Les élites du Mfoundi se seraient plaintes auprès de Paul Biya via un mémorandum

La réponse est :
Paru le vendredi, 21 octobre 2016 08:42

C’est par une lettre non signée que les élites du département du Mfoundi auraient adressé leur doléances au chef de l’Etat.  Est-ce exact ?

La controverse fait rage actuellement au Cameroun sur la question de savoir si oui ou non, les élites du département du Mfoundi, abritant la capitale siège des institutions, ont saisi le président Paul Biya à travers un mémorandum dans lequel elles se plaindraient d’expropriations abusives, de non-respect du quota de représentation des fils du Mfoundi, d'ostracisme, d'envahissement, etc.

Un fait est vérifiable : la lettre au vitriol non signée a largement été diffusée dans la presse locale. Mais des doigts accusateurs au sein de l’opinion ont attribué la paternité dudit à Emile Onambélé Zibi, légat exécutif de l’Association des patriarches autochtones du Mfoundi. Ce dernier nie cependant avoir joué un tel rôle mais, apporte une précision de taille à la presse : « La Lettre des patriarches et notables du Mfoundi adressée au président de la République est rédigée et attend son destinataire ». Traduction : Paul Biya ne l’a pas encore reçue.

Dans la journée du 19 octobre, l’élite politico-administrative de Yaoundé s’est réunie autour de André Mama Fouda (ministre de la Santé), Philippe Mbarga Mboa (chargé de missions à la présidence de la République) et Laurent Serge Etoundi Ngoa (ministre en charge des PME), pour se désolidariser du fameux « mémorandum » et tout en excluant leur légat.

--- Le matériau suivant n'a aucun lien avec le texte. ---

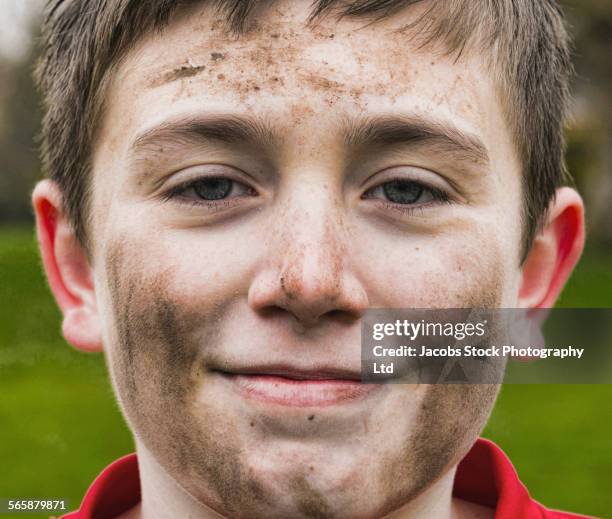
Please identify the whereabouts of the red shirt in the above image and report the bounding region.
[64,438,587,519]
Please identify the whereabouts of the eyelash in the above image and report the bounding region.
[161,175,256,209]
[161,175,452,215]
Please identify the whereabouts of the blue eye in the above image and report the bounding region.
[382,180,424,204]
[163,177,257,204]
[364,179,448,205]
[191,177,233,200]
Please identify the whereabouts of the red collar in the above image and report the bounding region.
[64,438,587,519]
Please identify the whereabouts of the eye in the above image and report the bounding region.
[363,179,448,205]
[165,177,256,203]
[191,178,233,200]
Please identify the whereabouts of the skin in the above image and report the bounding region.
[33,2,583,518]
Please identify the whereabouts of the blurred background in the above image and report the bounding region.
[0,0,612,517]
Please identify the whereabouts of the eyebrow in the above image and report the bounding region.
[344,115,490,166]
[129,114,277,160]
[129,114,490,172]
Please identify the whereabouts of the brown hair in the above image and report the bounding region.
[35,0,572,257]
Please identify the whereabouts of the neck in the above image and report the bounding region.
[130,445,493,519]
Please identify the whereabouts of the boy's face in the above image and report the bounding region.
[91,2,521,517]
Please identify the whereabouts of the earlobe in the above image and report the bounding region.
[518,187,584,308]
[32,180,102,351]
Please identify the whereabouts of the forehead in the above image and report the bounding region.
[101,2,499,137]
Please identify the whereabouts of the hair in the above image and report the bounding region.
[35,0,572,258]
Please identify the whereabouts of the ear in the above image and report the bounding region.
[518,187,584,308]
[32,180,102,351]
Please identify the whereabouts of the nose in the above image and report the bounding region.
[249,191,368,327]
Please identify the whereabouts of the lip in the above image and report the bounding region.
[215,366,377,407]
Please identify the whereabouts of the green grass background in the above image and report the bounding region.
[0,228,612,518]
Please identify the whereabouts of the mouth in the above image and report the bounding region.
[217,366,377,407]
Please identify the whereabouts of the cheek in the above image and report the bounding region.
[363,233,512,308]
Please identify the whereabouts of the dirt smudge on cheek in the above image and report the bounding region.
[106,241,268,517]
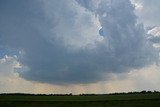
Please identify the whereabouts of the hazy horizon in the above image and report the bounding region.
[0,0,160,94]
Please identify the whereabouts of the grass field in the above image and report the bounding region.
[0,93,160,107]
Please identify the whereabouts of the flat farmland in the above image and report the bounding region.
[0,93,160,107]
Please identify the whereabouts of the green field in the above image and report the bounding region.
[0,93,160,107]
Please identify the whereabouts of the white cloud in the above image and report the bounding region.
[131,0,160,26]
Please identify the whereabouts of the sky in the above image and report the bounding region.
[0,0,160,94]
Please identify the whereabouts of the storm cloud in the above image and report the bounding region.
[0,0,158,84]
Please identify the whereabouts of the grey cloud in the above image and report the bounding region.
[0,0,158,84]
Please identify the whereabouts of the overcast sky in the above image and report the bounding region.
[0,0,160,94]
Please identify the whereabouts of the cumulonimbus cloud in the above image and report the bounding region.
[0,0,158,84]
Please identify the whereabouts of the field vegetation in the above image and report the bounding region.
[0,91,160,107]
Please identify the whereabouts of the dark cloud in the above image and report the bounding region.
[0,0,157,84]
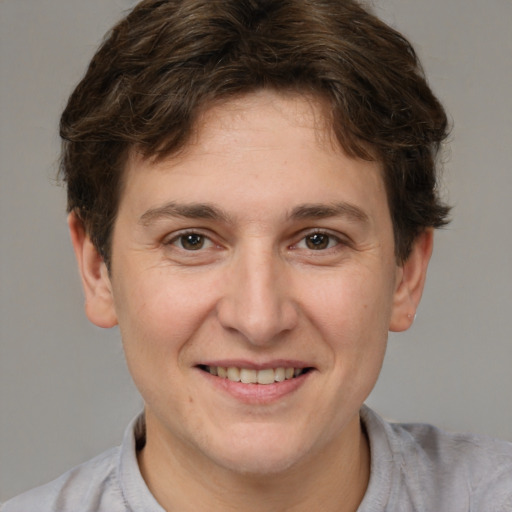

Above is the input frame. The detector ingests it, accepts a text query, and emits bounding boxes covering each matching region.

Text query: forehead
[121,91,386,226]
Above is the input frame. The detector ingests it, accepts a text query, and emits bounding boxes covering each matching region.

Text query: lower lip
[198,370,313,405]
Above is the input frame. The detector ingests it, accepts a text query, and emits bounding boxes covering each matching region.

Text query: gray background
[0,0,512,501]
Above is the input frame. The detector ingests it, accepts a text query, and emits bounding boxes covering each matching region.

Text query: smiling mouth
[199,365,312,385]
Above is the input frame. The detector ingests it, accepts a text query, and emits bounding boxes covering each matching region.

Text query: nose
[217,243,298,346]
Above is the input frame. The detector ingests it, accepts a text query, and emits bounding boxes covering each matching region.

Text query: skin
[69,92,432,512]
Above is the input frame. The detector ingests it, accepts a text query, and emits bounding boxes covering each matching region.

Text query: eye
[296,232,340,251]
[170,233,212,251]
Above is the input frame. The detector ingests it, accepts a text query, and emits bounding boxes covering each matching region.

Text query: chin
[204,426,308,477]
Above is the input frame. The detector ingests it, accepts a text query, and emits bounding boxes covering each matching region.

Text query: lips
[200,365,309,385]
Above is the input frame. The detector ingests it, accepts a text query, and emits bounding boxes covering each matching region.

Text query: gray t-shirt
[0,406,512,512]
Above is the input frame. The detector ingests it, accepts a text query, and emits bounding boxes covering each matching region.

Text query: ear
[389,229,434,332]
[68,212,117,328]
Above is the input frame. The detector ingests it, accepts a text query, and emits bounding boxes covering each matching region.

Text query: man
[2,0,512,512]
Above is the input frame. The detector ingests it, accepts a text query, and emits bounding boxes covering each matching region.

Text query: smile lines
[200,365,308,384]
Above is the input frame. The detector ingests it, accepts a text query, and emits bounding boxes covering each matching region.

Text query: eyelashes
[164,229,348,253]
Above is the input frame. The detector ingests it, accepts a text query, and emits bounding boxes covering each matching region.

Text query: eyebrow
[289,202,370,224]
[139,201,370,226]
[139,202,228,226]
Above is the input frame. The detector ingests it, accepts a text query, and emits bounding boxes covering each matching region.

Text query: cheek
[115,272,215,374]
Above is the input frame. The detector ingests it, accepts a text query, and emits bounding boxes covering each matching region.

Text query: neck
[138,416,370,512]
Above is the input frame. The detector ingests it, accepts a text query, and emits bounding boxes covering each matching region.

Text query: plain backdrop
[0,0,512,501]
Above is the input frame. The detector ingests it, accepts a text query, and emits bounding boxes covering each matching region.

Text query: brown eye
[178,233,205,251]
[305,233,331,251]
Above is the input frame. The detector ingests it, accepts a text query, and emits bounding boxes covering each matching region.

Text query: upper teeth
[206,366,304,384]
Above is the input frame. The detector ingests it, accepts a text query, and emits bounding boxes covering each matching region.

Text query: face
[74,92,430,478]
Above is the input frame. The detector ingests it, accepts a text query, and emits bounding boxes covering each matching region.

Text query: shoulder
[0,448,125,512]
[361,408,512,512]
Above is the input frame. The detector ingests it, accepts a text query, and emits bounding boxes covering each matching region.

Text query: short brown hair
[60,0,449,265]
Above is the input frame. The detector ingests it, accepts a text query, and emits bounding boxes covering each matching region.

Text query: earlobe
[389,229,434,332]
[68,212,117,328]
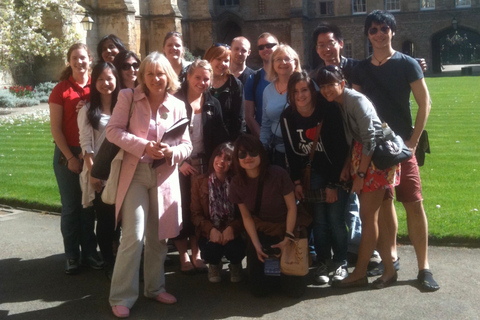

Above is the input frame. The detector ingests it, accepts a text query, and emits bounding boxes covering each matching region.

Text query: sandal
[417,269,440,292]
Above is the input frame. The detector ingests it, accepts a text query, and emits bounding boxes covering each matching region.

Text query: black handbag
[372,122,412,170]
[90,89,134,180]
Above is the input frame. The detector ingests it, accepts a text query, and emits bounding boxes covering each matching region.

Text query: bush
[0,90,40,108]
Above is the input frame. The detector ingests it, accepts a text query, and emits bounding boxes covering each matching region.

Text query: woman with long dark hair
[78,62,120,276]
[113,50,140,89]
[48,43,103,274]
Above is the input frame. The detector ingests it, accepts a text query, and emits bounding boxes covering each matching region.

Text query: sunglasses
[368,26,390,36]
[258,43,277,51]
[238,150,258,160]
[212,42,230,50]
[122,62,140,71]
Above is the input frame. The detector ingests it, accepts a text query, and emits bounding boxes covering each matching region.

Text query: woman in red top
[48,43,103,274]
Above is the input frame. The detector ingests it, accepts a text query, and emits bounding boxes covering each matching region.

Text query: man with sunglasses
[352,10,440,291]
[244,32,278,137]
[230,37,255,86]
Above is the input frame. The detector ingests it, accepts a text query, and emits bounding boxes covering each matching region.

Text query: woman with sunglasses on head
[204,43,245,141]
[113,50,140,89]
[317,65,400,289]
[173,59,227,274]
[163,31,190,83]
[229,134,308,297]
[260,44,302,168]
[106,52,192,318]
[77,62,120,275]
[280,71,348,284]
[97,34,127,63]
[48,43,103,275]
[191,142,246,283]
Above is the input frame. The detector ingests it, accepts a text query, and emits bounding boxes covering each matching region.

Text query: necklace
[275,82,288,94]
[372,51,395,66]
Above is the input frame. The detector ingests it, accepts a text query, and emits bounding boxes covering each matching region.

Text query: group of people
[49,10,439,317]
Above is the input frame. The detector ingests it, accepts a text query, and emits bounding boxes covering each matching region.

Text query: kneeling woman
[229,135,305,297]
[317,66,400,289]
[191,143,246,282]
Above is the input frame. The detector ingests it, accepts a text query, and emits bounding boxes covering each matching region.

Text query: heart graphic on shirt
[305,127,317,141]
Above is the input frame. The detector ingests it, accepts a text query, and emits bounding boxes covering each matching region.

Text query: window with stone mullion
[352,0,367,13]
[385,0,400,11]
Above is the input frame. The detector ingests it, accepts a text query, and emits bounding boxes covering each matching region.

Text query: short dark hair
[233,134,268,185]
[315,65,345,86]
[113,50,141,89]
[97,34,127,62]
[287,71,317,110]
[208,142,234,175]
[363,10,397,37]
[313,22,343,46]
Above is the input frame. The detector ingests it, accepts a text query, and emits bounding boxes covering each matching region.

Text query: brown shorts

Si donc l’élite native de Yaoundé n’a pas encore saisi le président de la République, Emile Onambele Zibi, lui, maintient : « Cette communication des sages détentrices du pouvoir ancestral n’a pas besoin d’élites encore moins d’un ministre, elle pose simplement les préoccupations de nos populations car il y va de la protection des minorités et du respect de notre constitution qui prévoit la protection des minorités et la sauvegarde des peuples autochtones. Les populations du Mfoundi ne doivent pas disparaître au profit des tiers ».